Approximately a third of the nation’s corona patients are hospitalised for another reason, according to research carried out this week by TV2.
It visited corona wards in four of the country’s five regions, assessing 433 corona patients in total, and it found that 168 were hospitalised for another reason.
In total, 821 people are in hospital with corona – 11 more than yesterday.
Will carry on increasing
Professor Anders Perner, the chief physician at Rigshospitalet’s intensive care unit, predicts the proportion will increase to a half over the coming weeks.
“More people will be infected with coronavirus while they are hospitalised for something else. That is the development we are seeing in the intensive care units,” he told TV2.
Nevertheless, he conceded it can be hard sometimes to assess what is the determining factor for somebody’s hospitalisation.
Fewer long-lasting effects
The news follows reports that far fewer people are experiencing long-lasting effects after recovering from the Omicron variant, compared to Delta.
Only 1 percent of Omicron patients can expect to have later consequences, compared to 10 percent of those who had the Delta – a result of the latest variant being milder (affecting the upper airways as opposed to the lower ones) and people being better protected.
“We are not seeing lasting effects to the same extent as we have seen in connection with the Delta variant,” Ejvind Frausing Hansen, a head doctor at Hvidovre Hospital, told TV2.
Hansen was a contributor to recent research that demonstrated that 85 percent of corona inpatients had a minimum of one symptom four months after admission.
In other corona news:
– A record 38,759 new cases of corona have been confirmed today. In contrast, the UK’s record is 218,724 (Jan 4), but has a population of 67.22 million – over 11 times Denmark’s. Were Denmark as populated as the UK, its count would be 420,000.
– The number of hospitalised people remains manageable. Only 50 are in intensive care, and 30 on respirators. A further 16 people have died.

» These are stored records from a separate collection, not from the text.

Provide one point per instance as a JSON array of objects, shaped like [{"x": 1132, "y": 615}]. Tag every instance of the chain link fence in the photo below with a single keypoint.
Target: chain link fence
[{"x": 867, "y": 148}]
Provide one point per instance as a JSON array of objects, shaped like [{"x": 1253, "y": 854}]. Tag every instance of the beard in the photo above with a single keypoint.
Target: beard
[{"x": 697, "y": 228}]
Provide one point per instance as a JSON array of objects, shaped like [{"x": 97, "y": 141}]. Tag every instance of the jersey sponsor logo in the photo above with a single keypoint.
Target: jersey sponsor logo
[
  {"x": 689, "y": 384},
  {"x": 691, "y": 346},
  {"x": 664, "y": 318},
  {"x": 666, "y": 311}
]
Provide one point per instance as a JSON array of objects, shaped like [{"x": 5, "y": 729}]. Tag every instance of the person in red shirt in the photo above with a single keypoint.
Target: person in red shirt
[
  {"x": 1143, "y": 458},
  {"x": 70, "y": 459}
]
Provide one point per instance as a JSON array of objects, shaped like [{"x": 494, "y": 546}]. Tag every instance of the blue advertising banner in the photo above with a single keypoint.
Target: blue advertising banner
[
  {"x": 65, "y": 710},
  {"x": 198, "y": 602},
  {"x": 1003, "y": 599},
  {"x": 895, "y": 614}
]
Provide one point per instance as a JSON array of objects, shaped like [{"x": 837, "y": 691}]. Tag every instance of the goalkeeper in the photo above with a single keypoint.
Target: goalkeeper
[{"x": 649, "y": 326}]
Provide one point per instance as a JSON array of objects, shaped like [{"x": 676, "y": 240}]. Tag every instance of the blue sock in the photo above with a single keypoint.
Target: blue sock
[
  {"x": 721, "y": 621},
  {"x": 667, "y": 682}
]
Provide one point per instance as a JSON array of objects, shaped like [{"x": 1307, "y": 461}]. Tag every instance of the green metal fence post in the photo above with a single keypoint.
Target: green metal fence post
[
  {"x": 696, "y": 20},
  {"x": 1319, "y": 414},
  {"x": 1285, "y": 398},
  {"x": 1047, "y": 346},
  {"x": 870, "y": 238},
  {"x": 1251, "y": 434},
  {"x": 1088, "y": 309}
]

– The treatment guarantee will return this Friday, thus giving the public the right to be examined and receive treatment within 30 days of the request – at a public or private hospital. Some of the left-wing parties, including Enhedslisten, oppose the move, while the Danish Medical has called it “paradoxical” given the huge infection numbers.
– The European Medicines Agency has ruled it is safe for pregnant women to receive the Moderna and Pfizer vaccines. It based it finding on studies that assessed 65,000 pregnancies at various stages.